Time

I attended a meeting yesterday of a group that has been meeting for some time, but to which I was a newcomer. There was one person at the meeting who I have known for some time. She was the one who invited me to participate. The others were people I was meeting for the first time. We met for an hour and a half in a room with flexible seating. For our meeting the chairs were arranged in a circle. There was a clock on the wall that was in easy sight for some of the members of the group. It was behind me, however, and so I didn’t look at it. I had no responsibility to keep time during the meeting. I had consulted my watch to choose what time to leave home, had made an accurate guess of how long it would take to get to the meeting through city traffic, and had arrived at the venue a few minutes early which allowed me to inquire about the specific location of the meeting room within the building and arrive before the meeting began. Our time was quite interesting to me. I was challenged by some of the ideas that were being shared and listened intently to the others as they spoke. I participated by sharing some of my ideas as well.

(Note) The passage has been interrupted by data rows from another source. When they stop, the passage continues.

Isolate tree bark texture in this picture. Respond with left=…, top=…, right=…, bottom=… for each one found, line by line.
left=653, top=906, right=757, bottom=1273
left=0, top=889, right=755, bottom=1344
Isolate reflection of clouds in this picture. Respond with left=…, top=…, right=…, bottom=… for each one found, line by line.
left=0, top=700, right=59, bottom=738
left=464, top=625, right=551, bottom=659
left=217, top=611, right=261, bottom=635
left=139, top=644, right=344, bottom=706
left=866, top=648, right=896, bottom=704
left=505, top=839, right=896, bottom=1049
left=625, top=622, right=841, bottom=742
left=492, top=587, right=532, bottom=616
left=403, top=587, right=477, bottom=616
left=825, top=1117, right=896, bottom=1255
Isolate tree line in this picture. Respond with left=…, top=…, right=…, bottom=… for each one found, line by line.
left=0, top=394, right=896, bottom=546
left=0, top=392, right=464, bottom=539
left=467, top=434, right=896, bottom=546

In the afternoon, having returned home after the meeting, I went for a walk around our neighborhood and as i was walking I was reflecting on the meeting. For me the hour and a half went by quickly. I wasn’t feeling any pressure. I didn’t have any other appointments in the day. I could have lingered another hour if needed. But I also wan’t responsible for keeping time. When I teach a class or lead a group I am constantly consulting my watch or a clock to make sure that the group is stying on task and we complete our work while respecting the time of the participants. In our meeting yesterday the group leader was constantly referring to the clock on the wall and also to her phone which displays a clock. She referred to both several times during the meeting at one point questioning the accuracy of the clock on the wall and later commenting that it seemed to be keeping time quite well. While time wasn’t the main focus of the meeting, there were several timed activities. We engaged in directed work for ten minute blocks and then resumed plenary action after those blocks.

Sitting with my back to the clock and feeling no need to consult my watch during the meeting, I suspect that my perception of time was a bit different from the group leader. I didn’t care if the meeting ended on time. How different that experience was from some of my school days when I was much younger. In our elementary school there were clocks at the front of each classroom. It was the opposite of yesterday’s meeting. The students all faced the clock and could easily read it. The teacher sat with their back to the clock and had to turn around to consult it. In our school the clocks were mechanical with second hands that swept at a steady pace. The minute hands, however, advanced with a jerk as the second hand reached 12. In addition the clocks had a feature that synchronized all of the clocks in the school. At the top of each hour an individual classroom clock might skip one or two minutes to start the new hour in sync with the other clocks in the school. The feature could also make the clock say at one minute before the hour for more than a minute if it had been running fast.

There were many days when I obsessed over those clocks, paying attention to little else. I tried to will the time to pass more quickly, eager to have the classroom time end so I could get outside and play. Sometimes it seemed as if time itself slowed at five minutes to the time to get out of school for the day.

I am fascinated by the perception of time. I know that it changes as we age. I’ve often used the example of the passage of time in relation to a person’s lifespan. Two of our grandsons share the same birthday in early February. The younger one will turn three. For him, the next birthday will be 1/3 of his lifetime away. The older one will turn 14, so his next birthday is a much small fraction, only 1/14 of his lifetime away. And for me the time between my next birthday and the following one will be only 1/72 of a lifetime, an extremely small fraction compared to the children.

The perception of time, however, is much more complex than just that. I’m pretty sure that our youngest grandson doesn’t process time in a linear fashion, at least not the way I think of time. If I announce that when we finish dinner we will clear the dishes and I will clean up in the kitchen, then we will play a game, and after the game we will read a story, and then after the story we can have some ice cream for dessert, his mind will go directly to the ice cream. He will come into the kitchen while I’m washing dishes, grab my leg and pull me toward the freezer reminding me that I promised ice cream. He will interrupt the game to ask for ice cream. He will want to skip the story, even if it is one he has had me read over and over at some times to campaign for ice cream now. I saw a linear progression of several events. He focused on ice cream. For me the time between dinner and desert passed quickly. For him, it seemed to pass more slowly.

Consider how our perception of time changes with perspective. I remember some nights when we had an infant in our home and I was awake in the middle of the night trying to soothe a fussy baby. Sometimes it seemed like it took forever to get the child back to sleep. Now, decades later, it seems like the time of infants in our house went by so quickly. It was just a flash and then it was over.

Our natural timepiece, our heartbeat varies with age. We use that rhythm to affect our sense of the passage of time. Human heart rate tends to reach its peak speed months after birth and then slowly declines as we age. My heart beats slower than that of my ice cream obsessed grandson. He has to wait more heartbeats than I to get to dessert.

I certainly don’t fully understand the passage of time. It leaves me with the question of the song by Chicago that was recorded in 1969: “Does Anybody Really Know What Time it is?”